Object Database (ODBMS) for Python
Paul D. Fernhout
pdfernhout at kurtz-fernhout.com
Fri Aug 29 12:11:51 EDT 2003
Patrick K. O'Brien wrote:
> Jeremy Bowers <jerf at jerf.org> writes:
>>So why *isn't* it a transaction? Unless you have a good reason not
>>to, I'd suggest automatically "coercing" that into a transaction
>>instead of throwing an error.
>
> These are some of my reasons: 1) every transaction gets pickled and
> logged before executed, so that the database can recover from a crash,
> 2) most of the other cool features depend on mutations passing through
> the extent manager for each class, 3) transparent transactions only
> seem like a good idea, 4) security is hard to enforce without explicit
> boundaries (read the Twisted docs regarding Perspective Broker), 5)
> explicit is better than implicit, especially when valuable persistent
> data is involved.
>
> [snip]
>
>>(I'm only really entering my maturity (IMHO) as a software engineer,
>>but one of my rules of thumb for developing software for other
>>people to use is that the API can ***never*** be too easy.
>
> If you can figure out a way to have transparent transactions, without
> giving up on any ACID properties considered mandatory for a DBMS, I
> would love to hear about it. Have you worked with any other object
> databases?
To cite:
http://databases.about.com/library/weekly/aa120102a.htm
"The ACID model is one of the oldest and most important concepts of
database theory. It sets forward four goals that every database
management system must strive to achieve: atomicity, consistency,
isolation and durability. No database that fails to meet any of these
four goals can be considered reliable."
Well, to chime in here, in a "friendly" competition / cooperation sort
of way, the Pointrel Data Repository System,
http://sourceforge.net/projects/pointrel/
while not quite an object database (and admittedly its case being
easier) has a simple API in the bare minimum use case (it has more
complex variants). Here is an example of its use (with fragments
inspired in response to an earlier c.l.p poster's use case a few days ago):
from pointrel20030812 import *
# add a first attendant -- uses built in unique ID function
# each change will be implicitely a seperate transaction
attendantID = Pointrel_generateUniqueID()
Pointrel_add("congress", attendantID, 'object type', 'user')
Pointrel_add("congress", attendantID, 'name', 'Sir Galahad')

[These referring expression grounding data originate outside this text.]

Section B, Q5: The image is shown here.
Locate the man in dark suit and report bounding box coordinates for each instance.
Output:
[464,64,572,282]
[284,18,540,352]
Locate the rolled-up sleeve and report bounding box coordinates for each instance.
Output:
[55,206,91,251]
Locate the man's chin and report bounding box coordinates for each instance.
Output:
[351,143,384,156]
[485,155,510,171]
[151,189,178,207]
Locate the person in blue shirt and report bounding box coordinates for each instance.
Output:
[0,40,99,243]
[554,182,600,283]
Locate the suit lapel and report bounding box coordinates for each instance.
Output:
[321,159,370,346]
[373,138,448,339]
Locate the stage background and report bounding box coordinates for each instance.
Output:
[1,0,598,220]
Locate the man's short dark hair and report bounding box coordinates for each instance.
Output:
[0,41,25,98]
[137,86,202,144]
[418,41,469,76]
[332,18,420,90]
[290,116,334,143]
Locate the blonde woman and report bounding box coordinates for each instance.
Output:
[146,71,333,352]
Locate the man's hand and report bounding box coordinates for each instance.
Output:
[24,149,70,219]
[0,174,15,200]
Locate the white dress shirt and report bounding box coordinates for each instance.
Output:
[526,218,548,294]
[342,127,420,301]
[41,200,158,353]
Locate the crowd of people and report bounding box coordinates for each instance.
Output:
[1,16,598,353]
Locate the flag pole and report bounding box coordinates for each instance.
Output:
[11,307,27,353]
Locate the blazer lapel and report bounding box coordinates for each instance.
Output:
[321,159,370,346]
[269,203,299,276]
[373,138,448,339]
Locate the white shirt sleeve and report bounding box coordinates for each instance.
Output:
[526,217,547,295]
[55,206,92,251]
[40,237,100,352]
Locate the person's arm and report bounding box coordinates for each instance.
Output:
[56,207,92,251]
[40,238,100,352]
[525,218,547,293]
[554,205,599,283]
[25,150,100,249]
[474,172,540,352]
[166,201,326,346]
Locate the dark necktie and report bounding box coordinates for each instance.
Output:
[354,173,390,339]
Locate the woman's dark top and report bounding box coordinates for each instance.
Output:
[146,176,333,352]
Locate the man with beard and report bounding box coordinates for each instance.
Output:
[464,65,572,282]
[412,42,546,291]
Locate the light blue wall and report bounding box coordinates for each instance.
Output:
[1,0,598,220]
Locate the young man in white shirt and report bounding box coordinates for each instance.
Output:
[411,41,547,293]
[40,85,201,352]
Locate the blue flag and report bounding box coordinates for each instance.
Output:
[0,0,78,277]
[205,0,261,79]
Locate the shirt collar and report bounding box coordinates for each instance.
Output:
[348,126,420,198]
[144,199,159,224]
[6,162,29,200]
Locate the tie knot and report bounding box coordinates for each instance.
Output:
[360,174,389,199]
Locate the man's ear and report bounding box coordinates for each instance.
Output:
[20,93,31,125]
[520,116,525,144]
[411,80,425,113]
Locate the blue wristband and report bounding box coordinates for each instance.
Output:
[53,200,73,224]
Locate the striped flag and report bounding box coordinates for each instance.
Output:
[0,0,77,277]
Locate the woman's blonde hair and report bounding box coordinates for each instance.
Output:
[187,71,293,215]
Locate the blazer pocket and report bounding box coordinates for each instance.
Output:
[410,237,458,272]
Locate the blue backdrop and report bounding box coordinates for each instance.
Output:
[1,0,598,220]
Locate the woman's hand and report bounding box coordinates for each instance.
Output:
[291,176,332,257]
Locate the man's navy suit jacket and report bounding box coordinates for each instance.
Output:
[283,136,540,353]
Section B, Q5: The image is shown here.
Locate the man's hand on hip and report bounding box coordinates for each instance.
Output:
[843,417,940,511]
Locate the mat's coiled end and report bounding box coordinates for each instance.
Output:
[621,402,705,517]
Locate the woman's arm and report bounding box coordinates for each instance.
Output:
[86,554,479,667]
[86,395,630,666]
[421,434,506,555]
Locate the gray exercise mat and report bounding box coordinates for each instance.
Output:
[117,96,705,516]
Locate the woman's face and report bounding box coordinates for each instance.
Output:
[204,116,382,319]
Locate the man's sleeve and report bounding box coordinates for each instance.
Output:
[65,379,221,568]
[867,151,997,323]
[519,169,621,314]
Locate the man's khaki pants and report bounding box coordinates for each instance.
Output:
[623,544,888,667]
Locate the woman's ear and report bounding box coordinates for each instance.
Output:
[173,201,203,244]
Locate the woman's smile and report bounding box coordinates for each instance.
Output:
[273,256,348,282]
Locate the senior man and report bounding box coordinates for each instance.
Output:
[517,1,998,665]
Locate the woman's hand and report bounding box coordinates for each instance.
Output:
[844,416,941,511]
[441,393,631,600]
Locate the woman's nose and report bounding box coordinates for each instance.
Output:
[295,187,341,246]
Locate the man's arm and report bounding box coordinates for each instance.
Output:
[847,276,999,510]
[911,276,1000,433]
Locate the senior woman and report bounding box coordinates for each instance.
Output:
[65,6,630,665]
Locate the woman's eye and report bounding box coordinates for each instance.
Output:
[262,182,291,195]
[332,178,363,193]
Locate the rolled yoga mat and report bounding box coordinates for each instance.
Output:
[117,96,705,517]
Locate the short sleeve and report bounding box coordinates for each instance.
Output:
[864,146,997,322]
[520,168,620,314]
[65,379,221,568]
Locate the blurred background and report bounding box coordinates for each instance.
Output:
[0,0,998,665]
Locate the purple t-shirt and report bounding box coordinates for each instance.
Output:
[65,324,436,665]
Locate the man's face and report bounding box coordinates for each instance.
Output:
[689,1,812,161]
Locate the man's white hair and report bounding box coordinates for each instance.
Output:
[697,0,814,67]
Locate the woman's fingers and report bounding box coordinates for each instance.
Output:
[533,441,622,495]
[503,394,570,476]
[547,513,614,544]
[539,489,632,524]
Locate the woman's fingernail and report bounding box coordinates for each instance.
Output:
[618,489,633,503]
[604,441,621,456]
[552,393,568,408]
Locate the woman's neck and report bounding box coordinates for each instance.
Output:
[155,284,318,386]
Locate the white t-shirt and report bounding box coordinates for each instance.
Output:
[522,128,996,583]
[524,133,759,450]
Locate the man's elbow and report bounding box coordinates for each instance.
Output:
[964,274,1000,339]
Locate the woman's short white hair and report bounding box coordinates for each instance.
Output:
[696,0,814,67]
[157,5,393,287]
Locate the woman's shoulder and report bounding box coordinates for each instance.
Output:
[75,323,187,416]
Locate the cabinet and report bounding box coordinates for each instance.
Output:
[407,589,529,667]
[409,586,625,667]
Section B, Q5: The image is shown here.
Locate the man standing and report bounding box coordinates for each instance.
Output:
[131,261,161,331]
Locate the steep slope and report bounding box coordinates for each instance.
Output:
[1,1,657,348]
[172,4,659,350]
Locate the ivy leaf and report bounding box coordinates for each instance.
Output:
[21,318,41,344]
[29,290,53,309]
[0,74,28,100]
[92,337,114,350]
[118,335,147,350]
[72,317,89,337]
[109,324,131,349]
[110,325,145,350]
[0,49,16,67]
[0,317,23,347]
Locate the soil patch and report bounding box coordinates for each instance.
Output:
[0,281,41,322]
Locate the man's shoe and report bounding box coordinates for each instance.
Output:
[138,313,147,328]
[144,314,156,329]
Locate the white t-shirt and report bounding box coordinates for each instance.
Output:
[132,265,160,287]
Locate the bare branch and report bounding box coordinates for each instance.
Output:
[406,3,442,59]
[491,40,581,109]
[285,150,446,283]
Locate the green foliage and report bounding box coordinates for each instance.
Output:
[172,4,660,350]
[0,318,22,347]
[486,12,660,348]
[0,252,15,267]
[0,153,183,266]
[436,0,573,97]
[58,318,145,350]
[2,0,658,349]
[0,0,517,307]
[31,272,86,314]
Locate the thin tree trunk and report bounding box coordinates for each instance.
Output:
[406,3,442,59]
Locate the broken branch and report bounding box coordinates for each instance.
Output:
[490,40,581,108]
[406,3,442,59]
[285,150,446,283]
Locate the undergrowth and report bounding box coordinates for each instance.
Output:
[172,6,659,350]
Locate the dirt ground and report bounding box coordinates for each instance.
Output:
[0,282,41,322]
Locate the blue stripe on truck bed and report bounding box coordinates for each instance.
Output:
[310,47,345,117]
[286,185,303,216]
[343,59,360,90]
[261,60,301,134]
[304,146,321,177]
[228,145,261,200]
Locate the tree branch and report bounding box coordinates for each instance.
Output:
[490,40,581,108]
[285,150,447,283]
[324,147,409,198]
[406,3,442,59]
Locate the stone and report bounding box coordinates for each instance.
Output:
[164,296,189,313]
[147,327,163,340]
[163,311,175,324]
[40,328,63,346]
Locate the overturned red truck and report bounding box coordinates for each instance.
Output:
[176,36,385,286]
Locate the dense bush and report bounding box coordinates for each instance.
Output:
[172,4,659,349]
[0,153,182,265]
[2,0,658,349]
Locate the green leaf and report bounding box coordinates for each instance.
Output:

# add a second attendant, this time as an atomic transaction
attendantID = Pointrel_generateUniqueID()
Pointrel_startTransaction()
Pointrel_add("congress", attendantID, 'object type', 'user')
Pointrel_add("congress", attendantID, 'name', 'Brian')
Pointrel_finishTransaction()
In the first case, the changes are automatically made into transactions,
in the second, they are lumped under the current transaction.
Note that Python objects could be added to the database, as in:
Pointrel_add("test", 10, ["hello", "goodbye"], MyClass)
This simple API is made possible by two decisions:
* to have a version of the API function set which are named as module
level globals and use a hidden repository (stored in _repository) which
is defaulted in various ways when needed.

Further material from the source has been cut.